We relied upon administrative data for diagnoses and for pharmacy records. No independent clinical assessment of patients to confirm diagnoses could be done. Pain diagnoses have high specificity, although sensitivity is likely lower.57 Our study does not reflect opioids bought over the internet without a prescription,58 or bought illegally. As we analyzed each year's data separately and did not track individual subjects' status from year to year our results represent population trends and not the trends of individual enrollees.

Some mental health and substance use diagnoses may be more “popular” in different time periods. For example, the number of outpatient physician visits for bipolar disorder increased rapidly for children between 1994 and 2003, and also increased for adults.59 The possible implications of this for the current study are uncertain, although we would note that the diagnosis rates increased for all MH/SUDs categories in our study.

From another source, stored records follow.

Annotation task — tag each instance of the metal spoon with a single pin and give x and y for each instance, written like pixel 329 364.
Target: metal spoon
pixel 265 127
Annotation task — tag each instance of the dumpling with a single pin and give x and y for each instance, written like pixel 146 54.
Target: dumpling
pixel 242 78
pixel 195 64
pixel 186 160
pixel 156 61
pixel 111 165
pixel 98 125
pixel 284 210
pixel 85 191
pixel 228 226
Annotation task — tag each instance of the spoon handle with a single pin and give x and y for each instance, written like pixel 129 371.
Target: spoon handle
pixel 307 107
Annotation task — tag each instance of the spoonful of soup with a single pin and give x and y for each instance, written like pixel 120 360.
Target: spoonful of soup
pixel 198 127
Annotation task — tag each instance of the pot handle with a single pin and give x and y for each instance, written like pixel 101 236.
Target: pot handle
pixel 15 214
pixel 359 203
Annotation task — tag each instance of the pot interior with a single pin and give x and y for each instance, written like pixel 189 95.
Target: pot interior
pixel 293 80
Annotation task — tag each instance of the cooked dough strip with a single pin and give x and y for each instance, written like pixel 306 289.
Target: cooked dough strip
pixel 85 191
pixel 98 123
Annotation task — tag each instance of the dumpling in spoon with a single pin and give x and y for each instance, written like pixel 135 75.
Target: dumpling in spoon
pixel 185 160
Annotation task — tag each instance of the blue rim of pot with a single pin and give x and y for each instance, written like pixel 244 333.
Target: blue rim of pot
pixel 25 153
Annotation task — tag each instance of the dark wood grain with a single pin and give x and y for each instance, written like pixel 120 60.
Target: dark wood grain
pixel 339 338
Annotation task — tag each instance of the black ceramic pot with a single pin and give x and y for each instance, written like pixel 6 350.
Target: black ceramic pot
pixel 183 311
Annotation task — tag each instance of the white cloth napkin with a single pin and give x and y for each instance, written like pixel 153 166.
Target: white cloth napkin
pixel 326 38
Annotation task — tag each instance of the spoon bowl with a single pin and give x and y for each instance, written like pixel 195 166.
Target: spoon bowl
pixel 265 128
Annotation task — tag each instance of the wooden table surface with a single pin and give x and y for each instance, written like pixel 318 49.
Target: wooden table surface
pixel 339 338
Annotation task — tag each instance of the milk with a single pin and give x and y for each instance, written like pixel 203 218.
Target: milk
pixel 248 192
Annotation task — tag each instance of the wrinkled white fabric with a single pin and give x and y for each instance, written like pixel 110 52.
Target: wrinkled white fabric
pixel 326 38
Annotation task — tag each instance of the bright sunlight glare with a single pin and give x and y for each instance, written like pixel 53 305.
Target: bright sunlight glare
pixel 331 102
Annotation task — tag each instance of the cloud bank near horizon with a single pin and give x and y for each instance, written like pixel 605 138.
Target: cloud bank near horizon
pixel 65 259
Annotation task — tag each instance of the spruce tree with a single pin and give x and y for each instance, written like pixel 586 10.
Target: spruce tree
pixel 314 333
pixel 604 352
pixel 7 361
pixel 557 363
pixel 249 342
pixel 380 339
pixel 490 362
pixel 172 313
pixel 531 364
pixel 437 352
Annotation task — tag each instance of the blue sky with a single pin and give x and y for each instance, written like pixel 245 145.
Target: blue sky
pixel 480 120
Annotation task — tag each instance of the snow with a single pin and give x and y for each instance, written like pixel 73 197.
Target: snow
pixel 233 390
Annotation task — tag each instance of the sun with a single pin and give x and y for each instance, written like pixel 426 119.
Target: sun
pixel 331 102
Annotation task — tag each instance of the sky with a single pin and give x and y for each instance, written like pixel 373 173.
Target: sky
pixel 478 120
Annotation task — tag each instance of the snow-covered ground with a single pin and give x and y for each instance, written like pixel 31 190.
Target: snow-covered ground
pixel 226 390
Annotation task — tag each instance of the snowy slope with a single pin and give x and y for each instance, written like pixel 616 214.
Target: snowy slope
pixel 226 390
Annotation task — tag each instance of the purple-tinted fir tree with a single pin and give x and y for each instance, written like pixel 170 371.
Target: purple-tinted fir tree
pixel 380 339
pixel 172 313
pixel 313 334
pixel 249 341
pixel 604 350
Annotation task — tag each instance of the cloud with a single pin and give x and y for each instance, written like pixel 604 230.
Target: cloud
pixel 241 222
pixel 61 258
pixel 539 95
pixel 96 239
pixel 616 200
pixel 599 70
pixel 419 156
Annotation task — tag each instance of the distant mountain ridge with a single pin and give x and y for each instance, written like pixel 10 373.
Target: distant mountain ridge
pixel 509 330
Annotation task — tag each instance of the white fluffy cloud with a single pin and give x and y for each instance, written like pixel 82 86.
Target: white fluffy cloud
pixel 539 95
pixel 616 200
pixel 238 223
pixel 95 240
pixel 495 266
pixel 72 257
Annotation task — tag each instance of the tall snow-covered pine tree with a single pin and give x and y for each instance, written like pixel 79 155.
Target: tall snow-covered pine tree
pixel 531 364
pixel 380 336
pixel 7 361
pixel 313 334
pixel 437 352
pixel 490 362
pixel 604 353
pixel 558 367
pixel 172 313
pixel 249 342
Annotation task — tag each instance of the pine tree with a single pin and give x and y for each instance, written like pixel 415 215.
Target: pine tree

Our results indicate that opioid use for NCPC was more common, more prolonged, more potent, and increased more rapidly from 2000 to 2005 among enrollees with MH and SUD diagnoses in both of these populations. As there is no evidence base for these higher rates of opioid use among individuals with MH and SUDs, clinicians should carefully monitor use of prescription opioids in their patients with MH and SUDs and determine whether these are substituting for or interfering with other appropriate mental health and substance abuse treatment.


This work was supported by NIH grant DA022560-01.